Letter: Jim Holsinger Grangeville

In the last few years there have arisen quite a few instances of embezzlement and misuse of funds in Idaho County. Evidently the illicit temptation to quietly steal money was just too great for several individuals. Many people who would never commit armed robbery because of the inherent risks and dangers of stressful, physical confrontation, will nevertheless quietly syphon off monies not their own that they have access to. But just like the bank robber, the embezzler has the power and abuses that power.
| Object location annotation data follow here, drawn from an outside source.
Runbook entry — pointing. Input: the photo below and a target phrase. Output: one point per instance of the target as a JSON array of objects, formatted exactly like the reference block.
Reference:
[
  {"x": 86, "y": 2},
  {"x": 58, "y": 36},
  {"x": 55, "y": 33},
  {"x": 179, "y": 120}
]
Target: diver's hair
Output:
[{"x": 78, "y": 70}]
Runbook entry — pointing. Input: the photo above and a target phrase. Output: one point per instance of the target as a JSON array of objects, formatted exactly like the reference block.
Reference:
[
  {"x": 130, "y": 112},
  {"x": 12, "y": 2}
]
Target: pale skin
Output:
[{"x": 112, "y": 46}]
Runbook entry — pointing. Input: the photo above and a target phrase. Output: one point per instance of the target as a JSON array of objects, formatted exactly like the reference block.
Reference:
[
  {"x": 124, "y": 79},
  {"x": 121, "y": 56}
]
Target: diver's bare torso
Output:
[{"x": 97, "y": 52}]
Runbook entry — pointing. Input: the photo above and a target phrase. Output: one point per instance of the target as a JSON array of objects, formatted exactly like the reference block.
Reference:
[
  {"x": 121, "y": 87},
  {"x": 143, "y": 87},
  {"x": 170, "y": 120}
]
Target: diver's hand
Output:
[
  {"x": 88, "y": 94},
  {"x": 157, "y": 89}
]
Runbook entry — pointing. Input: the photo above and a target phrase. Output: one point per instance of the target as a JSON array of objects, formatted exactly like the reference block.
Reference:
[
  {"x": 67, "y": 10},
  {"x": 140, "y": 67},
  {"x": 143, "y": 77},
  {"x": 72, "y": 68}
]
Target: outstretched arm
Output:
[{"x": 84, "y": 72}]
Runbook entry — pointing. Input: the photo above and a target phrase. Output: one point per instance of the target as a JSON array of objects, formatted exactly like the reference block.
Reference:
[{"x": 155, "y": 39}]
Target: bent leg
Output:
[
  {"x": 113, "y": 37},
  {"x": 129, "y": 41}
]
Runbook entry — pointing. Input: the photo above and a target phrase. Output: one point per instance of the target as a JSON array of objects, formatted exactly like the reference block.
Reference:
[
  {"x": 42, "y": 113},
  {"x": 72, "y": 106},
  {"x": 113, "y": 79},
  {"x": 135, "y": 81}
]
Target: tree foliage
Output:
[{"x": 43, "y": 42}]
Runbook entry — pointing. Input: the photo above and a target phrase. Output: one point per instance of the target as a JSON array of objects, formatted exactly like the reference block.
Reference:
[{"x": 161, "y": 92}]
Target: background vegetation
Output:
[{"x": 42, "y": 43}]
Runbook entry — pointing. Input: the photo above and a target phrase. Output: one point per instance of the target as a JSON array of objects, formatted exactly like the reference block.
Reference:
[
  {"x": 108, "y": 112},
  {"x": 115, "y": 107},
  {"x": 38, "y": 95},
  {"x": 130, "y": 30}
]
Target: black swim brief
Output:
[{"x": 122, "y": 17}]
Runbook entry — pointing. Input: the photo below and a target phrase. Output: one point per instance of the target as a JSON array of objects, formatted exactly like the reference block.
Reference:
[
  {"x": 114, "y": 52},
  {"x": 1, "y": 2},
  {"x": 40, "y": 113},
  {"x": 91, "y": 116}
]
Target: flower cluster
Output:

Of course, one method of keeping the number of employee and executive thieves down is by a system of checks and verifications, etc., to keep accountability high. But what is needed is that inward accountability, whereby in the conscience of the employee or boss there is the awareness that there is legitimate money that comes to them, such as for services rendered, and then there is money that they have access to that belongs to someone else.

For the Christian – that is, for the real, God-fearing Christian of principle and integrity, there is the similar awareness of a moral line in this fallen world that is not to be crossed. There is money rightfully and legitimately given to them by God for their daily support, and then there is money they have access to – perhaps even a lot of money – that is not given to them by God and that belongs to someone else.

For those of us who belong to Christ, we know that our whole life has been given by God in trust. We know that we have been bought with an exceedingly high price by a man whose whole life was a renunciation of ill-gotten money or any other special privileges, and therefore we are accountable to Him in the life to come for how we have dealt with that which belongs to someone else in this life. For us, as it was for our Savior and example, the illicit temptation to quietly steal money is not too great.